Ezra listened in breathless silence and Kane pronounced the words of his doom.

"A hard thing it is," said Kane somberly, "to sentence a man to death in cold blood and in such a manner as I have in mind, but you must die that others may live—and God knoweth you deserve death.

"You shall not die by noose, bullet or sword, but at the talons of him you slew—for naught else will satiate him."

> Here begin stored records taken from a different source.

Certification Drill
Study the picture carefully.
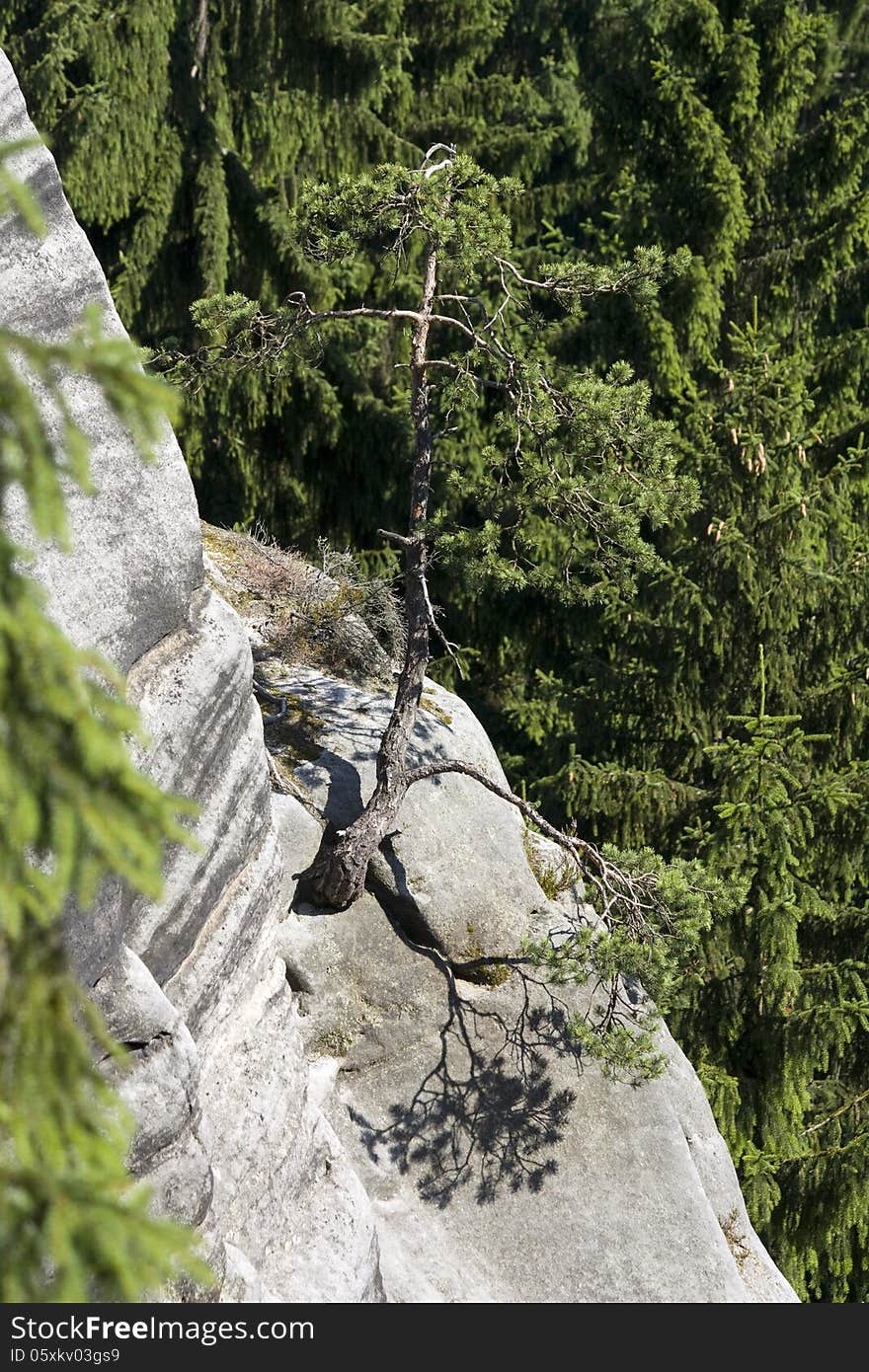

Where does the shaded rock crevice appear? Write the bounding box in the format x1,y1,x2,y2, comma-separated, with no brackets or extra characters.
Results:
0,45,795,1302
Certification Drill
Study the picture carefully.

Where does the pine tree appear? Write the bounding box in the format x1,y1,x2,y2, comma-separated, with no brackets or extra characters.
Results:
680,650,869,1301
175,143,713,1074
0,144,207,1302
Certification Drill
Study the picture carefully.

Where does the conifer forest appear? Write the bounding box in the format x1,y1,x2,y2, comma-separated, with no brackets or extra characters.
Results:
0,0,869,1302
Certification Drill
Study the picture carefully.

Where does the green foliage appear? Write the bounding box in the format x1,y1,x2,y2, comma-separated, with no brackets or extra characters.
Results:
524,845,733,1080
10,0,869,1299
0,148,207,1302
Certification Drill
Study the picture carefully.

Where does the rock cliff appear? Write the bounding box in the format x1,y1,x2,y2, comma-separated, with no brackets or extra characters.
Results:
0,53,795,1302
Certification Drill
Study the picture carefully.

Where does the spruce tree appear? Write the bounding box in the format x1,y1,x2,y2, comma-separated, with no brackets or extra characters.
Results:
0,144,207,1302
173,143,713,1073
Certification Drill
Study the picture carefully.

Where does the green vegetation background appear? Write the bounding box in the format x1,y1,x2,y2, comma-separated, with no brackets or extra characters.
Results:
0,0,869,1301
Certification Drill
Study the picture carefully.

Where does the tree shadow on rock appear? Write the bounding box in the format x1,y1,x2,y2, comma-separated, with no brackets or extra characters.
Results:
352,928,581,1209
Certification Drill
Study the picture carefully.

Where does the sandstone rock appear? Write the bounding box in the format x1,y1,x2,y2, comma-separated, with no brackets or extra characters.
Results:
0,53,379,1301
269,668,545,961
0,42,795,1302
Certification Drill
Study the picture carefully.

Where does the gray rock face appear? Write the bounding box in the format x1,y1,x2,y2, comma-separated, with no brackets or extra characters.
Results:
0,53,380,1301
269,668,545,961
0,45,794,1302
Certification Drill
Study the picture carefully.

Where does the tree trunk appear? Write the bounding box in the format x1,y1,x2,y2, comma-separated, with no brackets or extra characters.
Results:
307,246,436,910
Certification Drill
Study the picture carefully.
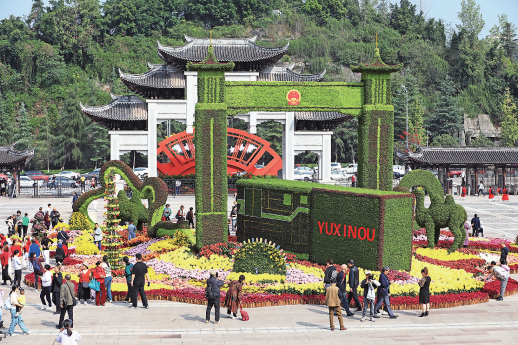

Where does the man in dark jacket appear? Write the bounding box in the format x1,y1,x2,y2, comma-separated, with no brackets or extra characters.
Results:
336,264,354,316
324,259,336,289
347,259,363,311
374,266,397,319
50,265,63,314
205,271,225,324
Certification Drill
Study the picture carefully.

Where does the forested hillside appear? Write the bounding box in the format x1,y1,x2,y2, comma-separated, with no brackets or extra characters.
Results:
0,0,518,169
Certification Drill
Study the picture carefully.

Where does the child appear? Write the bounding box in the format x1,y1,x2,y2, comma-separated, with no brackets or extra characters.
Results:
15,288,25,316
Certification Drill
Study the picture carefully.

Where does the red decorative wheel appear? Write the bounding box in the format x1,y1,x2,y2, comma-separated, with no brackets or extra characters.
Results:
157,128,282,176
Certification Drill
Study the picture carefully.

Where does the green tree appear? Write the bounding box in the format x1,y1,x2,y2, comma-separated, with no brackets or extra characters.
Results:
14,102,32,150
428,77,464,137
501,88,518,146
432,134,459,147
471,132,495,147
457,0,486,36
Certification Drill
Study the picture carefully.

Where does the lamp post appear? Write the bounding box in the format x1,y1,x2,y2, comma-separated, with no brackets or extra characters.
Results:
401,85,408,152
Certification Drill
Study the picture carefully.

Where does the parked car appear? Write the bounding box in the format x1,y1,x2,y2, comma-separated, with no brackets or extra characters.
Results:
342,164,358,175
331,163,342,171
331,170,347,181
448,170,462,178
22,171,49,181
56,170,81,180
83,168,101,180
133,168,149,177
47,176,77,188
293,170,313,181
20,176,43,188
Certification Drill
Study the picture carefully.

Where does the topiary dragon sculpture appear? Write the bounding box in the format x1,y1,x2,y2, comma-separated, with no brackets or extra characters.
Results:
396,169,468,253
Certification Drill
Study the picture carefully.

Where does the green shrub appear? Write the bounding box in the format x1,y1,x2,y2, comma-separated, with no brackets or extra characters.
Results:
233,239,286,275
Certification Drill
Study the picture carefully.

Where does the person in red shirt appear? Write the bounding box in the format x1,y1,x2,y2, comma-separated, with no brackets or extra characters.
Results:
0,243,13,285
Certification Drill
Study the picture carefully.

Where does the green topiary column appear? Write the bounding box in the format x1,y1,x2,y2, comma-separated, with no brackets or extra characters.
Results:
352,48,403,190
187,46,234,248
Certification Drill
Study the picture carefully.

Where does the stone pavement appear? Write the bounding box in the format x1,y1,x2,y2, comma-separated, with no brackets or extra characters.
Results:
3,276,518,345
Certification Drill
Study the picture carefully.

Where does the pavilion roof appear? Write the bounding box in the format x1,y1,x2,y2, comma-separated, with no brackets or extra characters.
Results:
157,36,289,70
0,143,34,165
80,94,147,122
408,147,518,165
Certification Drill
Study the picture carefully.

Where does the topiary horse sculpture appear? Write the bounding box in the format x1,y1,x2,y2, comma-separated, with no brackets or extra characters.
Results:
399,170,468,253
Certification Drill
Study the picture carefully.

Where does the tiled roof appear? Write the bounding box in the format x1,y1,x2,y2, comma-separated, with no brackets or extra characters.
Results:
158,36,289,67
80,95,147,122
119,63,185,89
257,67,326,82
408,147,518,165
0,144,34,165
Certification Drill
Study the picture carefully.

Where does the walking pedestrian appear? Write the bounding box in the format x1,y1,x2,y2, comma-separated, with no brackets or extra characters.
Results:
374,266,397,319
500,241,509,265
225,275,246,320
336,264,354,316
0,242,13,285
128,220,137,241
187,207,194,229
7,285,31,336
13,249,23,286
40,265,52,310
50,264,63,314
205,270,225,324
29,251,45,290
477,181,486,197
40,232,52,265
360,271,380,322
92,261,106,307
487,261,509,301
101,255,112,303
20,213,30,241
49,207,60,229
122,256,133,303
56,274,75,328
93,223,103,251
56,319,81,345
471,213,481,237
418,267,432,317
326,270,347,331
77,263,91,305
464,220,471,248
347,259,363,311
162,204,173,221
130,253,150,309
324,259,336,289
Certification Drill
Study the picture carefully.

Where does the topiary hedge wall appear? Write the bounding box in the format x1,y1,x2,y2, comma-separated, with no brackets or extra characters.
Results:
237,179,414,270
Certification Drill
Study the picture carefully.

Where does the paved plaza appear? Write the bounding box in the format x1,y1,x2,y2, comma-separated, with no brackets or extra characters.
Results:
0,192,518,345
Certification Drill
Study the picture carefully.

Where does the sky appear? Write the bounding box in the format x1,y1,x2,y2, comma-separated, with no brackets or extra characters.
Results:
0,0,518,38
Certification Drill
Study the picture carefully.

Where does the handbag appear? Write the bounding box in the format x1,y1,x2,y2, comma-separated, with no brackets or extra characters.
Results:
88,279,101,291
63,284,77,307
241,307,250,321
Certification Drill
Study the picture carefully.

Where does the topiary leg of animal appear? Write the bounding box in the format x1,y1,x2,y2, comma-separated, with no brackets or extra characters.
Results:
434,226,441,248
424,215,435,248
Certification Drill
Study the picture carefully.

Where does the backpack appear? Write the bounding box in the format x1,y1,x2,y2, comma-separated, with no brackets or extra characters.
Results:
205,284,216,301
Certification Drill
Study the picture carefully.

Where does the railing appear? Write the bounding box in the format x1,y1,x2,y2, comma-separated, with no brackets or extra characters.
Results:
163,178,239,195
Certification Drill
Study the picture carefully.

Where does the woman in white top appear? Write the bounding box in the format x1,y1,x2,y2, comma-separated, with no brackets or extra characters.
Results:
101,255,113,303
56,320,81,345
13,249,23,286
7,285,31,335
40,265,52,310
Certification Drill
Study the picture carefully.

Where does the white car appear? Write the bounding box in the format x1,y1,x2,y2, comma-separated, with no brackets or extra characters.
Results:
331,163,342,171
331,170,347,181
20,176,43,188
133,168,149,177
293,170,313,181
342,164,358,175
56,170,81,180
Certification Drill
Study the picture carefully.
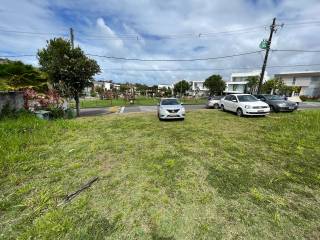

At these words Ezra's brain shattered, his knees gave way and he fell groveling and screaming for death, begging them to burn him at the stake, to flay him alive. Kane's face was set like death, and the villagers, the fear rousing their cruelty, bound the screeching wretch to the oak tree, and one of them bade him make his peace with God. But Ezra made no answer, shrieking in a high shrill voice with unbearable monotony. Then the villager would have struck the miser across the face, but Kane stayed him.

"Let him make his peace with Satan, whom he is more like to meet," said the Puritan grimly. "The sun is about to set. Loose his cords so that he may work loose by dark, since it is better to meet death free and unshackled than bound like a sacrifice."

As they turned to leave him, old Ezra yammered and gibbered unhuman sounds and then fell silent, staring at the sun with terrible intensity.

They walked away across the fen, and Kane flung a last look at the grotesque form bound to the tree, seeming in the uncertain light like a great fungus growing to the bole. And suddenly the miser screamed hideously:

"Death! Death! There are skulls in the stars!"